My dataset shape is (248857, 11) This is how it looks like before StandartScaler. I performed clustering analysis because of those clustering algorithms such as K-means do need feature scaling before they are fed to the algo. enter image description here

After enter image description here

I performed K-Means with three clusters and I am trying to find a way to show these clusters. I found T-SNE as a solution but I am stuck. This is how I implemented it:

# save the clusters into a variable l.
l = df_scale['clusters']
d = df_scale.drop("clusters", axis = 1)
standardized_data = StandardScaler().fit_transform(d)
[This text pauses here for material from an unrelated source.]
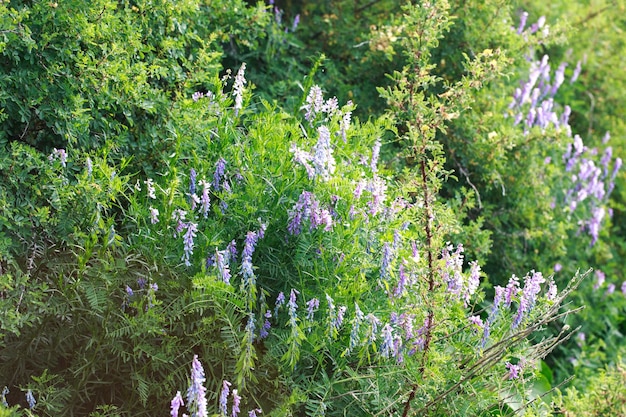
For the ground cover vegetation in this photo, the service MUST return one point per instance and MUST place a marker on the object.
(311, 208)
# TSNE Picking the top 100000points as TSNE
data_points = standardized_data[0:100000, :]
labels_80 = l[0:100000]
 
model = TSNE(n_components = 2, random_state = 0)
tsne_data = model.fit_transform(data_points)
 
# creating a new data frame which help us in ploting the result data
tsne_data = np.vstack((tsne_data.T, labels_80)).T
tsne_df = pd.DataFrame(data = tsne_data,
columns =("Dimension1", "Dimension2", "Clusters"))
 
# Ploting the result of tsne
sns.FacetGrid(tsne_df, hue ="Clusters", size = 6).map(
plt.scatter, 'Dimension1', 'Dimension2').add_legend()
 
plt.show()

enter image description here

As you see, it is not that good. Can you help to visualize this better, please?

CodePudding user response:

It seems you need to play with the perplexity hyper-parameter which is:

a tunable parameter that says (loosely) how to balance attention between local and global aspects of your data. The parameter is, in a sense, a guess about the number of close neighbors each point has. The perplexity value has a complex effect on the resulting pictures.